Past research has been focused on the principle for the formation of these genomic structures. For example, inhibition of Pol II transcription or depletion of RNA has been found to weaken TAD bordering and reduce B-type compartmental interactions, although the majority of homotypic A–A and B–B interactions are largely preserved.3 Therefore, while the genome is dynamically regulated, its basic organization units appear to be quite stable, raising the question of whether the genome architecture is encoded in its primary DNA sequences.

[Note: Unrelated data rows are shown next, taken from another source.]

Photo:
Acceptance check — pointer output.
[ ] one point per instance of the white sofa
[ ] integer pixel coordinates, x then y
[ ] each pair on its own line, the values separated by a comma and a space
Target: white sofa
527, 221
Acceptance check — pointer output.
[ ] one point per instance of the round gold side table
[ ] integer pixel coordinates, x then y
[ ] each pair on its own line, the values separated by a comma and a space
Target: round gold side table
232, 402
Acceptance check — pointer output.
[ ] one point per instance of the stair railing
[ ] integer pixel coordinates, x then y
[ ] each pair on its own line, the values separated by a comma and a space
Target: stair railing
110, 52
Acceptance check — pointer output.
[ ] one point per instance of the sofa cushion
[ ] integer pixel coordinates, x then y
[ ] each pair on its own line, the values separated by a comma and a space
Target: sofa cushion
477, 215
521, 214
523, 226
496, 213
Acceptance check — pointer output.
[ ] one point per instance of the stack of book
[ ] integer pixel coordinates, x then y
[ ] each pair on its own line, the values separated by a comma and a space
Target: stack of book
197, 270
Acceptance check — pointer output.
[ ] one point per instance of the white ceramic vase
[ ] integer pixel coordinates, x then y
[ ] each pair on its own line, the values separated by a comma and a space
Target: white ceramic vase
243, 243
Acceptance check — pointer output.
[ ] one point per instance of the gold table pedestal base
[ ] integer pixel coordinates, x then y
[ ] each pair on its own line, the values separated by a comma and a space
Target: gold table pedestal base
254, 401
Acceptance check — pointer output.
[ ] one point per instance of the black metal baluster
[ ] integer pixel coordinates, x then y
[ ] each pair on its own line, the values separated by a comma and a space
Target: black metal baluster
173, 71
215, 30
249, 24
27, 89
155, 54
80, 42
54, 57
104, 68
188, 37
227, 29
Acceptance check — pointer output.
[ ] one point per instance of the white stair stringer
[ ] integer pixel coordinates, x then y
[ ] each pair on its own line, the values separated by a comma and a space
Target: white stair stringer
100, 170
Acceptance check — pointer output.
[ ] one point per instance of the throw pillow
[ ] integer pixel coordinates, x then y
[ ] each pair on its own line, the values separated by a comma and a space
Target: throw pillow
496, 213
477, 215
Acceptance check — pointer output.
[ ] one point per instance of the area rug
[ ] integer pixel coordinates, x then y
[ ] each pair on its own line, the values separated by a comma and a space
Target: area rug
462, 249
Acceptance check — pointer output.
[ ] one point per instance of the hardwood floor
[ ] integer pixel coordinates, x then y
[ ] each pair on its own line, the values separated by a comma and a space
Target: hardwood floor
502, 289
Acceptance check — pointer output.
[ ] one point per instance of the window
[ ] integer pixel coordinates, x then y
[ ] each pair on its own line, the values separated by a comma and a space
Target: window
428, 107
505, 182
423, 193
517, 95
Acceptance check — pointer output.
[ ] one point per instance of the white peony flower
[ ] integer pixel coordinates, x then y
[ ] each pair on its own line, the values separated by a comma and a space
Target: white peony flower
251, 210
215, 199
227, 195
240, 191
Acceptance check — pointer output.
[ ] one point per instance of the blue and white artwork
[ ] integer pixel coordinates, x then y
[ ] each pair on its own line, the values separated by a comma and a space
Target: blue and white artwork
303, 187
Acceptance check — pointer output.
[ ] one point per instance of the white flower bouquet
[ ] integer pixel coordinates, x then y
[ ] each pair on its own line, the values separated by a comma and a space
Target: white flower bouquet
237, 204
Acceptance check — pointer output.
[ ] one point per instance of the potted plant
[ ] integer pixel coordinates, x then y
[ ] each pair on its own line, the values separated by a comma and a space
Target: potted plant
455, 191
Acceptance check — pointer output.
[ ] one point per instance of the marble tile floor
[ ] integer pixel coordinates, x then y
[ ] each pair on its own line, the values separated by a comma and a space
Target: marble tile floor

In a recent paper of Cell Research,4 Xiaohua Shen and colleagues systematically addressed this fundamental question, finding that retrotransposons embedded in mammalian genomes, particularly Alu/B1 and L1 elements, are preferentially enriched in euchromatic A compartments and heterochromatic B compartments, respectively. In line with specific chromatin markers associated with these elements, short and long interspersed nuclear elements (SINEs and LINEs) are differentially distributed in the 3-dimensional (3D) space of the nucleus, with SINEs (particularly Alu in humans and B1 in mice) localized in the nuclear interior while LINEs (particularly L1 in both humans and mice) around the periphery of nucleus and nucleolus. This pattern is conserved across cell types in mammals, reconstructed during the cell cycle, and de novo established in early embryogenesis, indicating that these repeat-enriched elements play important roles in instructing genomic folding through homotypic clustering. An unsettled question is whether such homotypic interactions are mediated by DNA–protein interactions, RNA–protein interactions or both.

A subset of SINEs and LINEs are actively transcribing in mammalian genomes. Given the increasing evidence for RNA-facilitated genomic interactions at chromatin levels,5 the role of L1-derived RNAs was investigated in the current study during cell cycle and early embryogenesis when chromatin undergoes dynamic reorganization. Blocking L1 transcripts with antisense morpholino (AMO) in mouse embryos clearly demonstrated the functional requirement of L1 transcripts in establishing homotypic clustering to segregate A and B compartments and to promote their differential localization in the nucleus. Although not all repeat-rich sequences in the genome are transcribing, a recent study showed that these RNAs are able to target related sequences both in cis and in trans6 and resulting chromatin features, such as H3K9me3 and HP1α binding, may then drive homotypic interactions.

Compared to L1 transcripts, the functional contribution of SINE RNA to genome partitioning remains less clear. Technically, depletion of B1-derived transcripts leads to severe cell death, thus precluding functional evaluation of these RNAs in euchromatin formation. Theoretically, various coding and non-coding RNAs, including SINE transcripts, may work together to promote the formation of various transcriptional hubs as part of A compartments. In this regard, it is worth pointing out that SINE transcripts are able to directly bind Pol II, a subset of which (Alu, but not scAlu in humans, B2, but not B1 in mice) may even suppress Pol II transcription under heat shock conditions.7 This may alter the status of euchromatin, especially when SINE transcripts are overexpressed. Given that various retrotransposons are induced first during zygotic genome activation,8 it is conceivable that the formation of B compartments may take place ahead of A compartments, the latter of which may take shape in a semi self-organized fashion after the general framework of heterochromatic territories is established.9

Last, but not least, active retrotransposons embedded in mammalian genomes likely contribute to the organization of 3D genome via the formation of RNA-mediated, phase-separated droplets. This concept in fact applies to both heterochromatin and euchromatin to form distinct intranuclear compartments.10 The functional distinction is that repeat-derived RNAs initially facilitate the formation of heterochromatin, which then becomes largely silent in transcription, whereas diverse coding and non-coding RNAs help nucleate the formation of euchromatin to drive and maintain active transcription. In both of these processes, nascent RNAs are not only products but also key architectural components of the 3D genome.